Even with all the precautions, the cold was too deadly to be escaped for some. Some bodies are still being found as temperatures have warmed up, but the latest count is more than two dozen fatalities and hundreds more hurt.
Illinois, one of the states hardest hit, saw more than 220 cases of frostbite or hypothermia last week alone. Normal numbers don't even come close to breaking 100.
"I definitely saw more frostbite than I've ever seen in my entire career just in the last three days," said Dr. Andrea Rowland-Fischer to the Star Advertiser.
Many of the deaths were elderly people who had fallen while outside. Unable to get up, they froze to death, often just steps away from shelter.
So it's not an understatement to say that Midnight, a 4-year-old black lab from Alexandria, MN, is a hero.

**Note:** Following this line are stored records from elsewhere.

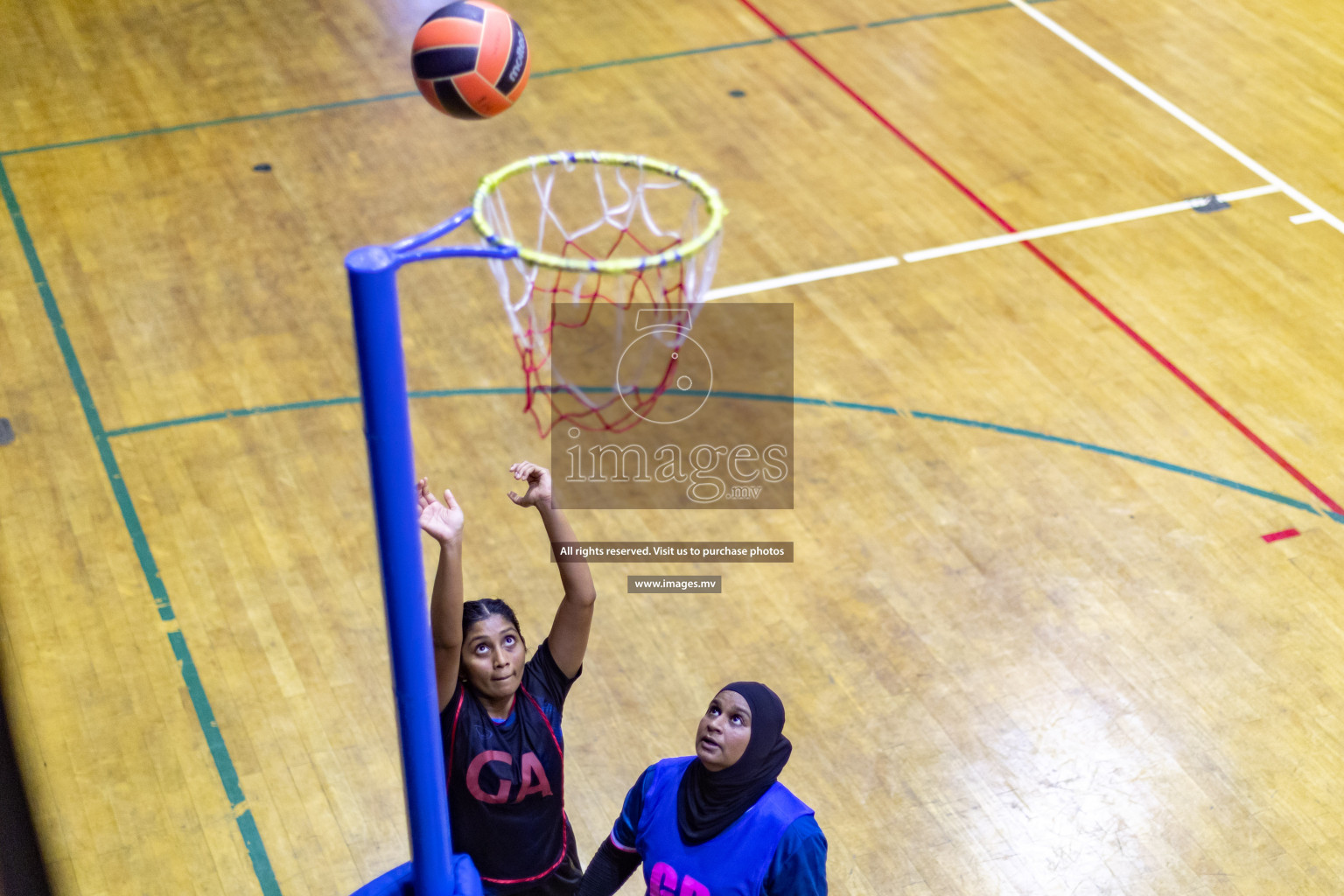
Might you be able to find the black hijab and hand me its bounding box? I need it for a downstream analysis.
[676,681,793,846]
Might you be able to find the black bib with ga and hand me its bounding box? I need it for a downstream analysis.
[441,643,578,893]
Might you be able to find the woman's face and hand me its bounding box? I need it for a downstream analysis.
[695,690,752,771]
[462,615,527,698]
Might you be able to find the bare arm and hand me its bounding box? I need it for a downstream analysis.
[416,480,465,712]
[508,462,597,678]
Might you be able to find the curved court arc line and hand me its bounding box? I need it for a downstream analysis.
[106,386,1344,522]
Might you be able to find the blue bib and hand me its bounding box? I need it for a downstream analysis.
[634,756,813,896]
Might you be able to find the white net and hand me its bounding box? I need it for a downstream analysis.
[476,153,723,435]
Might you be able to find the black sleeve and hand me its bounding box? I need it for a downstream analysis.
[523,640,584,710]
[577,840,640,896]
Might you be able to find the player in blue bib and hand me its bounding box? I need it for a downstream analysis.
[416,464,595,896]
[578,681,827,896]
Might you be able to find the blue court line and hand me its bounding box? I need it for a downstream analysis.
[0,0,1055,158]
[910,411,1322,522]
[0,160,281,896]
[106,386,1344,522]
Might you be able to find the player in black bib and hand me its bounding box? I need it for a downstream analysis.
[416,464,595,896]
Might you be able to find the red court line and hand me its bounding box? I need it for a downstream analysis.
[738,0,1344,513]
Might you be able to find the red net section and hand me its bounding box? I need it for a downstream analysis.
[486,166,718,437]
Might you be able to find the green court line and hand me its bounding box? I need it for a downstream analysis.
[108,386,1344,522]
[106,396,359,438]
[0,160,281,896]
[0,0,1055,158]
[910,411,1317,522]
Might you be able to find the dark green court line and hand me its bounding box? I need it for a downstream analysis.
[0,0,1055,158]
[910,411,1317,522]
[108,386,1344,522]
[0,160,281,896]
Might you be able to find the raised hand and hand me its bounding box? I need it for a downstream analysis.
[416,479,466,544]
[508,461,551,510]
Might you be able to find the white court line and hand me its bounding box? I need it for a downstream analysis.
[1008,0,1344,234]
[704,256,900,302]
[704,184,1281,302]
[900,184,1281,262]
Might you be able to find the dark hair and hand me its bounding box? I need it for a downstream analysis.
[462,598,527,648]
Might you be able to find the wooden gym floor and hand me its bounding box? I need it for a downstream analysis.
[0,0,1344,896]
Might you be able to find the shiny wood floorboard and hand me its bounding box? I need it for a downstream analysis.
[0,0,1344,896]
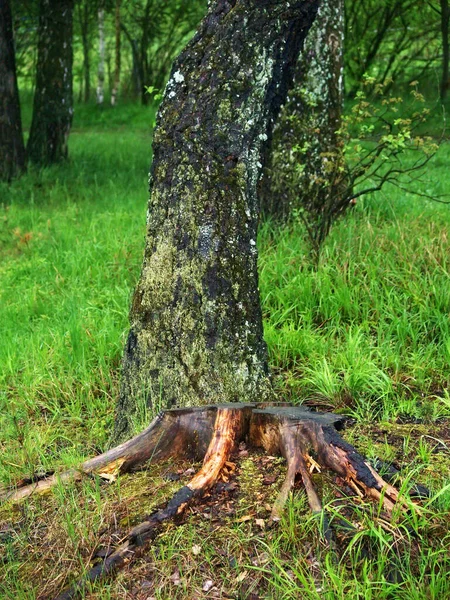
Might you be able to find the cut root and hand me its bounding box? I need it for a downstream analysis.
[2,404,422,600]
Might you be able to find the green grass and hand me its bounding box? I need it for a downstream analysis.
[0,105,450,600]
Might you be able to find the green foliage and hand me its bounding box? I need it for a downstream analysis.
[0,105,450,600]
[292,76,444,262]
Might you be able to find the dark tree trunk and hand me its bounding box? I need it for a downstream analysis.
[440,0,450,102]
[97,2,105,104]
[139,0,151,106]
[0,0,25,181]
[111,0,120,106]
[120,23,142,100]
[115,0,317,439]
[27,0,74,165]
[261,0,344,253]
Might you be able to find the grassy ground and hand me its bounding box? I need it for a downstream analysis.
[0,101,450,600]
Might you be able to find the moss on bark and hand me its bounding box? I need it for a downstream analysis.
[0,0,25,181]
[27,0,74,165]
[261,0,344,243]
[115,0,317,440]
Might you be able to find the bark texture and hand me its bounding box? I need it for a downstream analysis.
[4,403,420,600]
[115,0,317,440]
[27,0,74,165]
[261,0,344,241]
[97,3,105,104]
[111,0,121,106]
[440,0,450,102]
[0,0,25,181]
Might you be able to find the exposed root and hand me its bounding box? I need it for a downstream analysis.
[56,408,245,600]
[3,404,422,600]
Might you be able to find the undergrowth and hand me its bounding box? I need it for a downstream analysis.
[0,101,450,600]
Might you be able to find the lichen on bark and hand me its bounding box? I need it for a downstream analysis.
[261,0,346,251]
[0,0,25,181]
[114,0,317,441]
[27,0,74,165]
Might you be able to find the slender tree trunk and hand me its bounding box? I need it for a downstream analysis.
[115,0,317,439]
[80,0,91,102]
[111,0,120,106]
[440,0,450,102]
[261,0,344,254]
[121,23,142,99]
[139,0,151,106]
[27,0,74,165]
[97,6,105,104]
[0,0,25,181]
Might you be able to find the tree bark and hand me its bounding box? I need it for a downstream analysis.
[27,0,74,165]
[114,0,317,440]
[440,0,450,102]
[4,403,427,600]
[261,0,344,251]
[111,0,120,106]
[97,5,105,104]
[0,0,25,181]
[78,0,91,102]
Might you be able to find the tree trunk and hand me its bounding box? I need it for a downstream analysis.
[115,0,317,440]
[97,6,105,104]
[79,0,91,102]
[0,0,25,181]
[111,0,120,106]
[121,23,142,100]
[261,0,344,254]
[27,0,74,165]
[440,0,450,102]
[5,403,422,600]
[139,0,151,106]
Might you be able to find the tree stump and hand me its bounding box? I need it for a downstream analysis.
[3,403,420,600]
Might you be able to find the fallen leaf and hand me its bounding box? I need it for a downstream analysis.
[237,515,252,523]
[202,579,214,592]
[236,571,248,583]
[170,569,181,585]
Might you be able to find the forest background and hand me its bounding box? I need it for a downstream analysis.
[0,0,450,599]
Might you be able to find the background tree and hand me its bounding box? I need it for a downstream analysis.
[345,0,441,97]
[0,0,25,180]
[115,0,317,439]
[121,0,206,104]
[27,0,74,165]
[97,1,105,104]
[261,0,344,248]
[76,0,92,102]
[111,0,121,106]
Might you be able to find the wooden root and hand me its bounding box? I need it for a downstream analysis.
[3,404,422,600]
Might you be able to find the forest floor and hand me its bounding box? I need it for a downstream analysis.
[0,101,450,600]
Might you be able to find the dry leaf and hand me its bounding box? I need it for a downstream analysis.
[202,579,214,592]
[236,571,248,583]
[237,515,252,523]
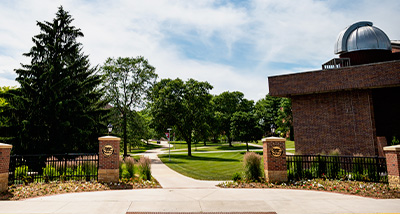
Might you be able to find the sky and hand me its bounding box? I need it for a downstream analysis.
[0,0,400,101]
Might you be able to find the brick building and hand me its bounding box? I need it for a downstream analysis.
[268,22,400,156]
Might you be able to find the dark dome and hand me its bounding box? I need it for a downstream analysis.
[335,21,392,54]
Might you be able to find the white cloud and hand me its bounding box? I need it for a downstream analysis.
[0,0,400,100]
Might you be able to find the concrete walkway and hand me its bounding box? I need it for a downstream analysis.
[0,142,400,214]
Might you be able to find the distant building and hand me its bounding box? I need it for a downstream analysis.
[268,22,400,156]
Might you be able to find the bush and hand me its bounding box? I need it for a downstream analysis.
[243,152,262,181]
[43,165,60,181]
[14,165,28,179]
[139,157,151,180]
[122,157,135,178]
[232,172,242,181]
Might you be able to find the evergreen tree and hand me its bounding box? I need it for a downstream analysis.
[1,7,107,154]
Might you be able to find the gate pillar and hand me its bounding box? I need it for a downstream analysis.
[262,137,287,183]
[98,136,121,183]
[0,143,12,192]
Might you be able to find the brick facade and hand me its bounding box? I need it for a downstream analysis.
[0,143,12,192]
[383,145,400,188]
[262,137,287,183]
[292,90,376,156]
[98,136,121,182]
[268,60,400,156]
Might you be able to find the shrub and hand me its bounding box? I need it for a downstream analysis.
[122,157,135,178]
[243,152,262,181]
[43,165,60,180]
[139,157,151,180]
[232,172,242,181]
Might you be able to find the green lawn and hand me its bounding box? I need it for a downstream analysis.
[159,152,244,180]
[126,144,161,154]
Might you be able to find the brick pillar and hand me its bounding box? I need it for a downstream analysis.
[0,143,12,192]
[98,136,121,182]
[383,145,400,188]
[262,137,287,183]
[376,137,387,157]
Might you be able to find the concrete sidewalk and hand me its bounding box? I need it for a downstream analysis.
[0,142,400,214]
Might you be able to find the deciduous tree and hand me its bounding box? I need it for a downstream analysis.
[101,56,157,157]
[151,79,212,156]
[0,7,107,153]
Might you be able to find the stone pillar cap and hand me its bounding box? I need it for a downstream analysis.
[262,137,286,142]
[383,145,400,152]
[99,136,121,140]
[0,143,12,149]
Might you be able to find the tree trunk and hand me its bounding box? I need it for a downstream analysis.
[122,114,128,158]
[226,135,232,147]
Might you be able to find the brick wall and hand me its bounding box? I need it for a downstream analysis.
[292,90,377,156]
[268,60,400,97]
[0,143,12,192]
[99,140,120,169]
[0,147,11,174]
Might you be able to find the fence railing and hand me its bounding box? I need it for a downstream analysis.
[286,155,388,183]
[8,153,99,185]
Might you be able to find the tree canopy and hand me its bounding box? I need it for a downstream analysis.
[151,79,212,156]
[213,91,253,146]
[101,56,157,156]
[3,7,107,153]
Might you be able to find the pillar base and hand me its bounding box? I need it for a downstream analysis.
[0,172,8,192]
[98,169,119,183]
[264,170,287,183]
[388,175,400,188]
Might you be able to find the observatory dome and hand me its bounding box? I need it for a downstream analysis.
[335,21,392,54]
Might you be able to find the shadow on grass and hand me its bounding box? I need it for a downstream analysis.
[159,155,239,164]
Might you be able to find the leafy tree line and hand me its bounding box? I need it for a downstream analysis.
[0,7,293,156]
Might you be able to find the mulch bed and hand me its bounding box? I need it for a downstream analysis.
[218,179,400,199]
[0,179,161,200]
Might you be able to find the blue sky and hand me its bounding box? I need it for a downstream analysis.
[0,0,400,101]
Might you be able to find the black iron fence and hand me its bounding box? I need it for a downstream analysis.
[286,155,388,183]
[8,153,99,185]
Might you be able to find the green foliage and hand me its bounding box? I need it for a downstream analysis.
[119,157,135,178]
[392,136,400,145]
[151,79,212,156]
[0,7,107,154]
[14,165,28,179]
[231,111,263,151]
[101,56,157,157]
[243,152,262,181]
[276,98,294,140]
[232,172,242,181]
[139,157,151,180]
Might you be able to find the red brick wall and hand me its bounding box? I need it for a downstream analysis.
[99,140,120,169]
[292,90,377,156]
[0,148,11,173]
[386,151,400,176]
[263,141,287,171]
[268,60,400,97]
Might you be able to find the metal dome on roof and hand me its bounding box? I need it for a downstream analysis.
[335,21,392,54]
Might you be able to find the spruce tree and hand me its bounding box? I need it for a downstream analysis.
[5,7,107,153]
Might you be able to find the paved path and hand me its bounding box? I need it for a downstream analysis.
[0,141,400,214]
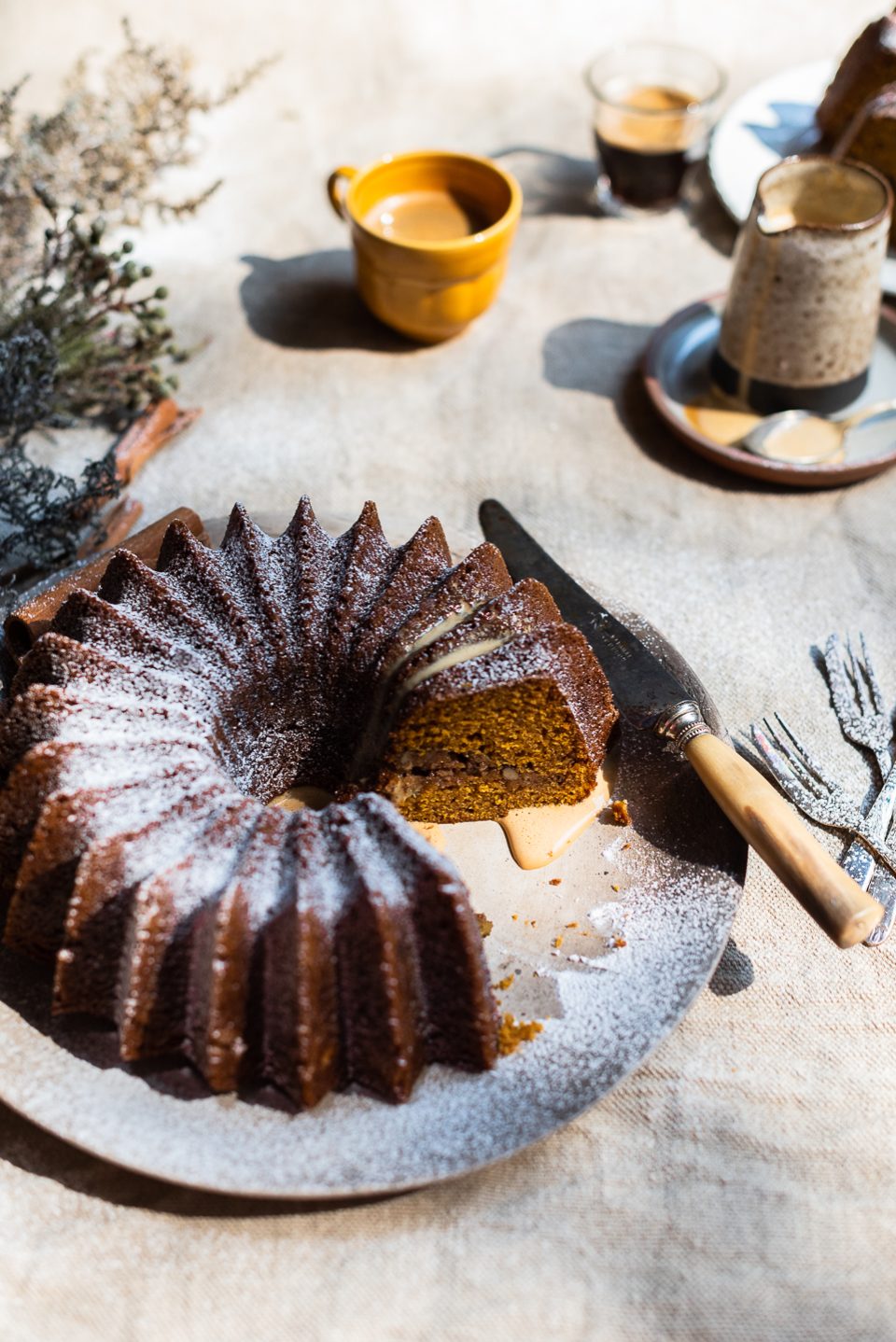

Tim Curfman told CBS news, that he noticed Midnight acting strange as he took out his garbage.
"She had her ears perked up looking at me. She doesn't normally do that. Sometimes you get that feeling something's up," he said.
Curfman allowed Midnight to lead him to a spot on the opposite end of his house. He looked out the window and spotted his elderly neighbor Noreen. She had fallen and was prone on the snowy ground.
"We figured she was out there at least a half hour," he said. Noreen had gone outside to fill her birdfeeder, but slipped and fell. Her gloves soaked through and her body went numb, denying her the strength she needed to pick herself up.
When she fell the temperature was one degree below freezing, cold enough to induce hypothermia. Had she fallen last week, Noreen would be dead. She was evaluated by doctors, but thankfully suffered no injuries.
Noreen didn't want to be interviewed, but credited Midnight with saving her life.
"Weve been very proud of her," said Curfman. "And she got so many treats it was a shame."